Caianello. Una tragedia che continua a lasciare profonde ferite. Dopo la morte di Michele Amelia, il 42enne originario della frazione Migliano di Lauro, in provincia di Avellino, deceduto a maggio mentre lavorava in un cantiere lungo l’autostrada A1, un altro drammatico episodio ha colpito chi gli era vicino.
A vivere ore difficili è un 59enne di Caianello, collega e amico della vittima, presente al momento dell’incidente avvenuto sull’A1, nel territorio di Santa Maria Capua Vetere.
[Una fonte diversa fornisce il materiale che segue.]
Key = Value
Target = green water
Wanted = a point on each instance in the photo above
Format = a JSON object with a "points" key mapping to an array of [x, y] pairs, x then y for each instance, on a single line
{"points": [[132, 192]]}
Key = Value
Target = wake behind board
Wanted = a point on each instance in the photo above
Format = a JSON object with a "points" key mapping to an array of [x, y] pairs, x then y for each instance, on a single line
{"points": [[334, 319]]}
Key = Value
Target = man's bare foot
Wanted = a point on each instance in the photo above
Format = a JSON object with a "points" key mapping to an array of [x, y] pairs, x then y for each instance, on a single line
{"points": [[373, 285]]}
L’uomo, profondamente segnato da quanto accaduto, si trova attualmente ricoverato in condizioni serie, anche se i sanitari mantengono un cauto ottimismo.
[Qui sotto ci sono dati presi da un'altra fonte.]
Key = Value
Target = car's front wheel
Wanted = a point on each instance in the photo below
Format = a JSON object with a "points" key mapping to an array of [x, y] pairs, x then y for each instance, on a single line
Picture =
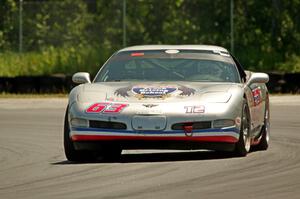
{"points": [[71, 153], [243, 145]]}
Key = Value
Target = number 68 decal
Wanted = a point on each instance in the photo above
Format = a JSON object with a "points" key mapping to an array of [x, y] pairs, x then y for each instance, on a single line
{"points": [[106, 108]]}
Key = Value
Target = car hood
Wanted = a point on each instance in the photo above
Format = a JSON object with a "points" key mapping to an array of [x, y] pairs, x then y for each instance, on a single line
{"points": [[158, 92]]}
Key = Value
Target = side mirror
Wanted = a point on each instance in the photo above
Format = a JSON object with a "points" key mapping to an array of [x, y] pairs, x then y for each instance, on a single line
{"points": [[258, 78], [81, 78]]}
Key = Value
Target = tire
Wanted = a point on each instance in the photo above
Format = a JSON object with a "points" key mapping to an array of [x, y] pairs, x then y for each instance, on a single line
{"points": [[265, 132], [71, 153], [244, 144]]}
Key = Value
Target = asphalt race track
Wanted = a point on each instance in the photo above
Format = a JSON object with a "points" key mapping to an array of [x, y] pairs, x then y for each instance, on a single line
{"points": [[32, 162]]}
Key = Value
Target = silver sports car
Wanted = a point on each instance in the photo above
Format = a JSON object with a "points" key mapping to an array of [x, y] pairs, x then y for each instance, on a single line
{"points": [[167, 97]]}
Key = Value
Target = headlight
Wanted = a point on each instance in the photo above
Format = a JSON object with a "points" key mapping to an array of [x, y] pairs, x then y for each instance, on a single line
{"points": [[223, 123], [77, 122]]}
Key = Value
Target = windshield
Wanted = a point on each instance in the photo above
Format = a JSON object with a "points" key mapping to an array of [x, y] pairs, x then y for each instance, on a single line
{"points": [[169, 65]]}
Secondo quanto emerso, nei giorni successivi alla tragedia il 59enne avrebbe ingerito una sostanza tossica mentre si trovava in un luogo isolato. Il tempestivo intervento di un familiare, che lo ha rintracciato preoccupato per lui, ha immediatamente dato l’allarme, consentendo l’arrivo sul posto dei soccorritori del 118.
Dopo le prime cure prestate sul luogo dell’accaduto, l’uomo è stato trasportato al pronto soccorso dell’ospedale di Caserta e successivamente trasferito all’ospedale Cardarelli di Napoli, dove si trova tuttora ricoverato d’urgenza.
La comunità di Caianello segue con apprensione l’evolversi delle sue condizioni, stringendosi attorno alla famiglia e continuando a ricordare Michele Amelia, la cui scomparsa ha profondamente colpito amici e colleghi.